Aggie grabbed her grandmother by the elbow and pulled her towards the kitchen. “Family meeting. You two stay out here.”
“Me?” said Sean. “I stay out here?”
“No, silly, you’re one of us,” said Petra, beaming her biggest, brightest smile at her beau. “She means Nigel and Fred. They stay out here.”
“Who’s with Midge? No one?” said Betsy. “Right, you two…” She pointed at Nurse Nigel and Doctor Fred. “Make yourselves useful. Make sure Midge is comfortable.”
Betsy marched into the kitchen and checked on Paul while the family gathered.
Petra was even and calm the second she saw her brother. “Can I touch him? I want to hold his hand.”
Betsy nodded. “Gently. Very gently. Fingertips only. And only after you put some gloves on.”
“Can we put these on? Aren’t they on the forbidden list?”
Betsy shrugged. “I don’t care. You’re not touching my patient until you’re sterile.”
“I figured the mines would be our base until we know what’s happening,” said Aggie. “They’re deep enough that we’ll be safe, even if the wind changes and blows this way.”
“But Aggie,” Mimi sounded more exhausted than drunk. “Radioactive waste lasts for thousands of years. Don’t you know your history? Chernobyl will be on lockdown for a hundred-hundred generations.”
Aggie nodded. “But you can move about for short times, especially if you’re using potassium iodide. You can all stay underground while Midge and Paul recover and I will spend that time looking for our new home.”

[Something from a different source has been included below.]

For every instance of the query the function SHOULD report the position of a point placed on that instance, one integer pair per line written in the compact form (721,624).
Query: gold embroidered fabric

“I don’t need it,” said Petra.
“God, don’t be stupid.” Aggie spun around to face her sister. “You’re not going to go on some martyr’s crusade and say you don’t deserve to live unless and until you know Paul’s going to live. That’s just idiotic. Of course he’d want you to take it. No matter what happens to him. Paul would want you to live, like, forever.”
“It’s not that,” said Petra. She wrapped her gloved fingers around her brother’s pinkie finger and reached for Sean with her free hand. “You’re going to be an uncle, Paul.”
“He’s what?” said Aggie.
“And you’re going to be an auntie, Agatha.”

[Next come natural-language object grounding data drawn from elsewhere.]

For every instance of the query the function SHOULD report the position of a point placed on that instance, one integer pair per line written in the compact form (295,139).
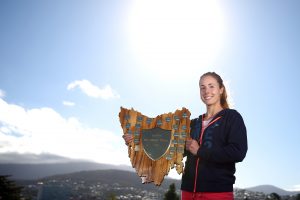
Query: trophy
(158,143)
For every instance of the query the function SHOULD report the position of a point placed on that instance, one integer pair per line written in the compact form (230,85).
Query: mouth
(207,97)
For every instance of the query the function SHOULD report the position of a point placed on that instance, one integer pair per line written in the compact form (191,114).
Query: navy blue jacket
(224,143)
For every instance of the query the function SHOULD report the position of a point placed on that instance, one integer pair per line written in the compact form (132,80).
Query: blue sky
(66,67)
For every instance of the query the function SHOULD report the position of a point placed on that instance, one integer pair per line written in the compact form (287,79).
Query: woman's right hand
(128,138)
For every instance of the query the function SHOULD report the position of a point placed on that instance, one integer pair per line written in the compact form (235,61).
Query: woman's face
(210,90)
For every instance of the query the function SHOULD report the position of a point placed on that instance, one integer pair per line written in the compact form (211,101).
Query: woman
(218,141)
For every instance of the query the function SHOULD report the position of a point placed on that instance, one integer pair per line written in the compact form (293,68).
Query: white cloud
(93,91)
(43,130)
(68,103)
(2,94)
(295,188)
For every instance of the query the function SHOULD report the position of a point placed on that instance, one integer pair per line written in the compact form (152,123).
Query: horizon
(67,68)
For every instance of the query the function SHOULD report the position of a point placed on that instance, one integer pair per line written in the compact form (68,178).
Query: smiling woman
(168,36)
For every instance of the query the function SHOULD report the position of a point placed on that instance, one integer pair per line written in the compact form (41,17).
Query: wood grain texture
(155,170)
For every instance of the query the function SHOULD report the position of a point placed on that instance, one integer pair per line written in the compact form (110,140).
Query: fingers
(128,138)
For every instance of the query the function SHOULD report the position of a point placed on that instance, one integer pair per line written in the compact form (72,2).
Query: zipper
(200,141)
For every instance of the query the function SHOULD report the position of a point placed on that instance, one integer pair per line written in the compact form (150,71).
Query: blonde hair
(223,101)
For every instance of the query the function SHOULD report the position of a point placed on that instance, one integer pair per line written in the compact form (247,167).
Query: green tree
(8,189)
(171,193)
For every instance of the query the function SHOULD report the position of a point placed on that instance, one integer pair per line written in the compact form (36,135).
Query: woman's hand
(192,146)
(128,138)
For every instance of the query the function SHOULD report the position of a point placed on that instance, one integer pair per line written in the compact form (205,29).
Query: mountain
(37,171)
(112,176)
(267,189)
(36,166)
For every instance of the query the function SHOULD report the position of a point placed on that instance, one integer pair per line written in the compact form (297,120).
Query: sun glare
(173,37)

The sisters looked at each other for a long, long time. Betsy wasn’t sure she understood.
“Oh!” Mimi collapsed into the nearest chair. “Tell me it’s not true.”

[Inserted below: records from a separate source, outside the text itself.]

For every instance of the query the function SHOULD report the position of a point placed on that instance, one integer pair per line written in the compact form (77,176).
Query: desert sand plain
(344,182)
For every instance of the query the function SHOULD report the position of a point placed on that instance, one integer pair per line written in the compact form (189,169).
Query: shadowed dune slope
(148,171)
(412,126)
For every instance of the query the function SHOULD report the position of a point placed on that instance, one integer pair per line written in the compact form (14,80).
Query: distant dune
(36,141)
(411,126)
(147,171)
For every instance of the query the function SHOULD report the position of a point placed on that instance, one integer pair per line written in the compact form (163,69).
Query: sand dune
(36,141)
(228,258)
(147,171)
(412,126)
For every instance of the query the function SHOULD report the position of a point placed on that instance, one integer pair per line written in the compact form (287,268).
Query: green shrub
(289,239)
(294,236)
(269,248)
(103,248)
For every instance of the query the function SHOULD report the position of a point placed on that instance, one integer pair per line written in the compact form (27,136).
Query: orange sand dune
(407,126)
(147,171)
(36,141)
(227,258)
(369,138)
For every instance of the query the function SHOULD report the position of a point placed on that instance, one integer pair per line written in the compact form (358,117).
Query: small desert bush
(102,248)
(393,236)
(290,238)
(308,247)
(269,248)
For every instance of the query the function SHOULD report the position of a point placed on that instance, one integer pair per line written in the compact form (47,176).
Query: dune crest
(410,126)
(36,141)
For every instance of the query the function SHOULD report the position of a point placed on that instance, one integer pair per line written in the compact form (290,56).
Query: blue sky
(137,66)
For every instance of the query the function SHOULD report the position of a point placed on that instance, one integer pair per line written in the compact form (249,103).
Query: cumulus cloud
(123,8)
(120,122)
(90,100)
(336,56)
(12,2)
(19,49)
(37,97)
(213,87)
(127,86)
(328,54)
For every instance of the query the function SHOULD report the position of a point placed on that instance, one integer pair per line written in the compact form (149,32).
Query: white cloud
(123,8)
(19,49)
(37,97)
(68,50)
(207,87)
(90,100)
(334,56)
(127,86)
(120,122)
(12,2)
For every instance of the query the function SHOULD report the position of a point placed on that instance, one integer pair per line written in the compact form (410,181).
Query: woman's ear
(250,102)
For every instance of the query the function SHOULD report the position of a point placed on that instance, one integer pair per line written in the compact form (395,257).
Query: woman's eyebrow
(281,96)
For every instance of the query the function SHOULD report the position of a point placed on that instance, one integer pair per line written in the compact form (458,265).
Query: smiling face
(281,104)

“It’s true,” said Petra. “I’m pregnant.”
CHAPTER SIX
Even in his drugged-up state, Bill knew he and Alice were in trouble. There was an army sergeant and a couple of minions in front of their van. He couldn’t see who had stripes or bars or pips or whatever insignia they used to show who was supposed to defer to who, but rank didn’t matter when their enormous guns were slung across their fronts and their tank had a weapon that could blow them out of existence.
Alice had both hands on the steering wheel. Smart cookie. Don’t give them anything to worry about. Keep them on your side. Look and sound like a friend. Don’t make any sudden moves.
The sergeant had a sheaf of papers and a couple of small, dark blue folders in his hand.
Had Alice handed over their passports? That wasn’t necessary. They were American citizens in America. No need for ID.
Alice was talking. Fast.
The dogs were quie
t but panting harder.
Bill had a vague memory of Alice barking orders at them. He snickered. Even with this wildly altered brain he was full of Dad jokes. Entirely suitable for Midge; not the best idea to be giggling when literally under the gun.
He sat up a little straighter and tried not to look like a strung-out addict, jonesing for his next fix. Blinking too much to keep his eyes open would be bad, too. Being normal was a real chore.
“My name is Alice Everlee. I’m a Senior Vice President with Klean &Pure Industries.”
“Klean & Pure…the morons who got us into this mess?”